Suppliers have broadly indicated that an investigation may lead them to stop shipments from the named countries to the United States at least until the Commerce Department issues a final ruling, given the unknowable final duty rates. Clean Energy Associates sent over this list of other short- to mid-term consequences:

  • Buyers with module orders booked before the circumvention investigation began and with delivery periods during or after the investigation may face delayed shipments and manufacturer attempts to renegotiate terms depending on supplier production strategies, contract terms, supplier risk appetite, and available information regarding a specific cash deposit rate.

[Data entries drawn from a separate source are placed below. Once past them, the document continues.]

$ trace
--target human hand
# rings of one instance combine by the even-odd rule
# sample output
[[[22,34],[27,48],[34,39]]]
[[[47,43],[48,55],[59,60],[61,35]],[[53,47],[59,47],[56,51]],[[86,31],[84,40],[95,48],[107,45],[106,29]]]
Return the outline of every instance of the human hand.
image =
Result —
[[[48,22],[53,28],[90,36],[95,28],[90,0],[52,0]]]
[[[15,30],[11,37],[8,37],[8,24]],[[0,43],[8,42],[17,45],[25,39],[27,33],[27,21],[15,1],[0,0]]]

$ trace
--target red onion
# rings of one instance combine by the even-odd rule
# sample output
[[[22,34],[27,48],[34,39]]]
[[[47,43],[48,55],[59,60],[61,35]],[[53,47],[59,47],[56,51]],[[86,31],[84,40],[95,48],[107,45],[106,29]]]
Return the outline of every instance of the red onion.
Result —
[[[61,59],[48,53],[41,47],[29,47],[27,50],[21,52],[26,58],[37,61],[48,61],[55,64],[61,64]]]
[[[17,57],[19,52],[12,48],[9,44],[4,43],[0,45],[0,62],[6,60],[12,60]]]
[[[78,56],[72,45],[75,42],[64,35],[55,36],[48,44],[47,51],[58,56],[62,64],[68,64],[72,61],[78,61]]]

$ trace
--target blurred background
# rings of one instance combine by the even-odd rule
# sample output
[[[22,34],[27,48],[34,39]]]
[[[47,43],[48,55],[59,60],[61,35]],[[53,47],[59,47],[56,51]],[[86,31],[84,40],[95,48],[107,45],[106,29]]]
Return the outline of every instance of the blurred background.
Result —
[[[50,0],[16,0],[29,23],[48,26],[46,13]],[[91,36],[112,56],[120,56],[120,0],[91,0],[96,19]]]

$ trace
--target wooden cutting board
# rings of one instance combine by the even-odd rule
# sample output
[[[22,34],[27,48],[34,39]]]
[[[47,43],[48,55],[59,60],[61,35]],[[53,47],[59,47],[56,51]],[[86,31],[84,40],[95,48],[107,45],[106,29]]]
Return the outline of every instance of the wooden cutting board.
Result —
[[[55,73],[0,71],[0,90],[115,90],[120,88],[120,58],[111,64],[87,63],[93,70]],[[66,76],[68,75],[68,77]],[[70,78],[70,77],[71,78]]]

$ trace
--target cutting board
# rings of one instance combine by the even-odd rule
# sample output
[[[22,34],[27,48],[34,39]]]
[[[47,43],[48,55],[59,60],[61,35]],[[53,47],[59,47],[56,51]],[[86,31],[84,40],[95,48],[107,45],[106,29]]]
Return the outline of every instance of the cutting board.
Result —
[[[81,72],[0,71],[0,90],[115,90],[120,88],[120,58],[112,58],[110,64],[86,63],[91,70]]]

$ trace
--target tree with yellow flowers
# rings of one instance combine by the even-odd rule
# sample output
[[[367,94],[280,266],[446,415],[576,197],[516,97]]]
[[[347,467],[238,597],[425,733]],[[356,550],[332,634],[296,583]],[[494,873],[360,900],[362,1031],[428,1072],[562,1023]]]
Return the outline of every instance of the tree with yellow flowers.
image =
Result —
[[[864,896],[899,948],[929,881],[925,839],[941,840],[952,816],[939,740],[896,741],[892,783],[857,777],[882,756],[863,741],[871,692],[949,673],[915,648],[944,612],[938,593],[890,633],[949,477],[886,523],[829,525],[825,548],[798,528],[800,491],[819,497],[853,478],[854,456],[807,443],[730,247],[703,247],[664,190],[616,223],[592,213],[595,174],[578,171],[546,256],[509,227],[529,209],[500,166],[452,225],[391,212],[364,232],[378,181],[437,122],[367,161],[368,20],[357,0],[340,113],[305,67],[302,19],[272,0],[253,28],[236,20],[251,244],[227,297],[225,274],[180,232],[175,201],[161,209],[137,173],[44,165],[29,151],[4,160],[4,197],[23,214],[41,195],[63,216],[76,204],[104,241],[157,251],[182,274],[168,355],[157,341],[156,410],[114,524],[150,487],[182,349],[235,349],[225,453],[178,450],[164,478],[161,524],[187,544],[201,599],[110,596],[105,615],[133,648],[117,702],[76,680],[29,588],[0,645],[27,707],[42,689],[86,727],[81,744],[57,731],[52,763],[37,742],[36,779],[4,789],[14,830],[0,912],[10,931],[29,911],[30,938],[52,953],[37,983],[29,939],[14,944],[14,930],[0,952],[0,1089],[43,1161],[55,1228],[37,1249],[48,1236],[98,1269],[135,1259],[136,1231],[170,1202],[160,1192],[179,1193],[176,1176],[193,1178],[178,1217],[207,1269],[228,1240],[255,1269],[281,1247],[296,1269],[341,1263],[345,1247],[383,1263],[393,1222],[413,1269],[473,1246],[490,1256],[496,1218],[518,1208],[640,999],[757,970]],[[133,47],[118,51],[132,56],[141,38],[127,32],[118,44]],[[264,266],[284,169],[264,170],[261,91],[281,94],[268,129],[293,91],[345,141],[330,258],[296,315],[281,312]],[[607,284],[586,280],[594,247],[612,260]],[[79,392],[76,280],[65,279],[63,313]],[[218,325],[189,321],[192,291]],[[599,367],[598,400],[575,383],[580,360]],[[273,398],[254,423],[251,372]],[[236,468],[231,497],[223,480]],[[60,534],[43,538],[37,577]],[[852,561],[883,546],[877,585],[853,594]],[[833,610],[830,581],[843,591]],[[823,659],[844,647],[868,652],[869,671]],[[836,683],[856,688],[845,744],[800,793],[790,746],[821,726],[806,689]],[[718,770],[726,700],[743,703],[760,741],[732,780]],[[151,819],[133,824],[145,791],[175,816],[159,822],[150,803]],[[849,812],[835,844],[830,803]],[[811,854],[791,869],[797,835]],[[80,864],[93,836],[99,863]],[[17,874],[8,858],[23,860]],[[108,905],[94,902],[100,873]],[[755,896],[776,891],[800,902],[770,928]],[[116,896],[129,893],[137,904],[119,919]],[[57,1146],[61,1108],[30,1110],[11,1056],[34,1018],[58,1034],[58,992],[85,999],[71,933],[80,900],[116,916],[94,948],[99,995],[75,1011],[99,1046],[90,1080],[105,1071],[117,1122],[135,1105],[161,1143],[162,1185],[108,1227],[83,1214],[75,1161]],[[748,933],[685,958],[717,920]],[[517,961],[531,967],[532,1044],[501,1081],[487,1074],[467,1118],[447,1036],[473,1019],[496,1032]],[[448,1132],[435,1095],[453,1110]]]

  • Module suppliers in non-named countries are likely to raise prices as there are a limited number of bankable, utility-scale module providers outside of Cambodia, China, Malaysia, Thailand, and Vietnam. Cell supplies will also be significantly affected as more than 50% of non-China cell supplies were provided by suppliers in the named countries.
  • Suppliers in non-named countries like India, Turkey, and Indonesia will look at catering to United States buyers instead of domestic consumers. However, most of the new supplier focus is expected to be on the distributed generation segment as non-utility applications are better able to absorb price increases and afford suppliers better margins.
  • Other non-named countries with established suppliers like Canada, Mexico, South Korea, and Germany are already more oriented toward distributed generation module production and are not capable of replacing the capacity scale of the named countries.